Уверенностью тона мне хотелось преодолеть наплывающее опьянение. Анри кивнул и задумчиво посмотрел на шампанское в ведерке со льдом.
— В этом предприятии есть одна небольшая деталь: войну надо всячески поддержать.
Я положил вилку и нож на тарелку. С взволнованным звяканьем, как это и должно делать в таких случаях.
— Вы шутите?
— Да, бывает, и шучу, но сейчас я говорю вполне серьезно. А что вас так удивляет?
Настя покраснела и сделала попытку улыбнуться.
— Мы ведь познакомились с вами на антивоенной демонстрации?
— Так точно. Только н не понимаю, в чем проблема. Вы что, приехали в Париж специально на эту демонстрацию? — Впервые за время нашего сидения его глаза стали почти веселыми. — Но раз уж вы оказались там по какой-то случайности, не все ли вам равно, за кого выступать?
— У каждого человека есть определенные взгляды, — сказал я, стараясь выглядеть спокойным, — и высказывать нечто противоположное тому, что думаешь, мне кажется по меньшей мере странным.
— Ах, вот оно что, — как бы скучая, протянул Анри. — Должен вам заметить, что взгляды — явление вторичное. Первичен темперамент. Вы не обращали внимания, что ультралевые нередко становятся ультраправыми и наоборот? Для их самоопределения существенна приставка «ультра», а уж то, левые они или правые, зависит от случая.
— А как же быть тогда с нравственностью? — спросила Настя. — Вы считаете, что можно менять все взгляды, включая религиозные?
— Я не являюсь человеком религиозным, но как раз в этой сфере нахожу замечательное подтверждение своим словам. Возьмите знаменитого апостола: из Савла он превращается в Павла, из яростного гонителя христианства — в его яростного приверженца. Что-то среднее для него было немыслимо.
— Но ведь он сделал это не из каприза, — Настя говорила, глядя на дальнюю стену, где висела репродукция картины Тулуз-Лотрека. — Вы же знаете, что этому предшествовало.
— Знаю, ну — и что? Для вас это — озарение, для меня — темперамент. Я бы вообще сказал, что всякое религиозное мировоззрение — это в первую очередь темперамент. Там очень мало места для рационального. Я не имею ничего против: жизнь не ограничивается рациональным.

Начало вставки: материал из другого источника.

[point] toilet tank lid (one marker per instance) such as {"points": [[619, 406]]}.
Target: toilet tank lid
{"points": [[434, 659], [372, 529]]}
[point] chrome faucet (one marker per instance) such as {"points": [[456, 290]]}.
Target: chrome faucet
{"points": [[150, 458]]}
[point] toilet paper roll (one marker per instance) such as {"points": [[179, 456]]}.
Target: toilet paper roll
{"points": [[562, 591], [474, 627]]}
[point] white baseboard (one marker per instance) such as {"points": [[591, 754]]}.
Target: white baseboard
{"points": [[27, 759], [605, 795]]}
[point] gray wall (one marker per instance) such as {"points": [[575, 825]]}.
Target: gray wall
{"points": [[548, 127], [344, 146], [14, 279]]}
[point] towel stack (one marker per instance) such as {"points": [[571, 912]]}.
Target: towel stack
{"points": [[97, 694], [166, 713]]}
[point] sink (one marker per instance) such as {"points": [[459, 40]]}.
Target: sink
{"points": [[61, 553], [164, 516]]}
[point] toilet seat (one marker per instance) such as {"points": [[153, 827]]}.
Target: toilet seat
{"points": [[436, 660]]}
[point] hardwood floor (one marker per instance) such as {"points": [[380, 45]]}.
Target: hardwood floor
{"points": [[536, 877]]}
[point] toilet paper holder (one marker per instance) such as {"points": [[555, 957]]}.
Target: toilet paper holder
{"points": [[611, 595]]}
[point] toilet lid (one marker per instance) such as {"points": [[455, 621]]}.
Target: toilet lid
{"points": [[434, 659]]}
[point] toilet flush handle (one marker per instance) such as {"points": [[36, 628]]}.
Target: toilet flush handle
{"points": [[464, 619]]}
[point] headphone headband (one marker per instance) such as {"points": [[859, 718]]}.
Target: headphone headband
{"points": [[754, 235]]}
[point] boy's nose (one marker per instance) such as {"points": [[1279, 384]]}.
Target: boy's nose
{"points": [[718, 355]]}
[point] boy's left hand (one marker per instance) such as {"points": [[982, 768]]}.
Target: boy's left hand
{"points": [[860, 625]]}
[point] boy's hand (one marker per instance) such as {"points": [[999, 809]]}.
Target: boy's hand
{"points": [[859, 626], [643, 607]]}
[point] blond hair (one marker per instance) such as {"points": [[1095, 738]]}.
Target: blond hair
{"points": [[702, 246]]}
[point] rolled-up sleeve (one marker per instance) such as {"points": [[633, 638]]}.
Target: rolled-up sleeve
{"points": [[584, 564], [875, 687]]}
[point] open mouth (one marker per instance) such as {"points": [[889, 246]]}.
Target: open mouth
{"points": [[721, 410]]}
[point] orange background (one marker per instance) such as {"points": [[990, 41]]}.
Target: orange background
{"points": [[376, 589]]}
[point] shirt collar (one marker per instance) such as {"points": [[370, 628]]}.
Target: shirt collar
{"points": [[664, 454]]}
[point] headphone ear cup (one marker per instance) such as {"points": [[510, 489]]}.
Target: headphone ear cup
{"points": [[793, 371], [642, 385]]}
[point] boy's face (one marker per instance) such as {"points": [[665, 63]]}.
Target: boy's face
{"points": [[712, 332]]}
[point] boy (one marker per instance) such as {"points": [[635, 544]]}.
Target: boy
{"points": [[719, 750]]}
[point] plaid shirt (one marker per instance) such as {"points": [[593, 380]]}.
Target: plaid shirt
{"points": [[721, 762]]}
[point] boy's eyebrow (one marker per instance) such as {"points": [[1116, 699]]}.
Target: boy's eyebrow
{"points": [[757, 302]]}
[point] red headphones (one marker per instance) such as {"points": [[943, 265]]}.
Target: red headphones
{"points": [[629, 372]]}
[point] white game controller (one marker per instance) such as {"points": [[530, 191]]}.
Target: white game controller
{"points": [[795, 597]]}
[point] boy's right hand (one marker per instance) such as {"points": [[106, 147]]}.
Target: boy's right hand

Но именно поэтому религия — это не столько взгляды, сколько вера, то есть опять-таки темперамент. Что же касается политики, то здесь, повторяю, есть свои закономерности. Человек умеренный — всегда центрист, у него нет большого выбора. А кто чуть поживей, тот вполне способен на смену взглядов — в пределах своего энергетического регистра, естественно. Взгляды — это что-то вроде одежды, которая подбирается соответственно темпераменту. Взгляды меняются, и нужно их просто не замечать. Я вам так скажу: человек шире своих взглядов. Понимание этого позволяет мне иметь друзей и слева, и справа, и сверху, и снизу.
Настя оторвалась от Тулуз-Лотрека и теперь глядела прямо на Анри.
— Обо всяком взгляде можно сказать, истинный он или ложный. Если, по-вашему, существует только темперамент, а взгляды — нечто вторичное, значит, истины не существует или, по крайней мере, истин — много.
— Девочка выразилась абсолютно точно, — сказал Анри, обращаясь почему-то ко мне. — Истин много, хотя она, как можно догадываться, считает, что истина — всего одна. Но самое смешное, что именно я, который убежден во множественности истин, в силу своей профессии должен доказывать, что истина — одна.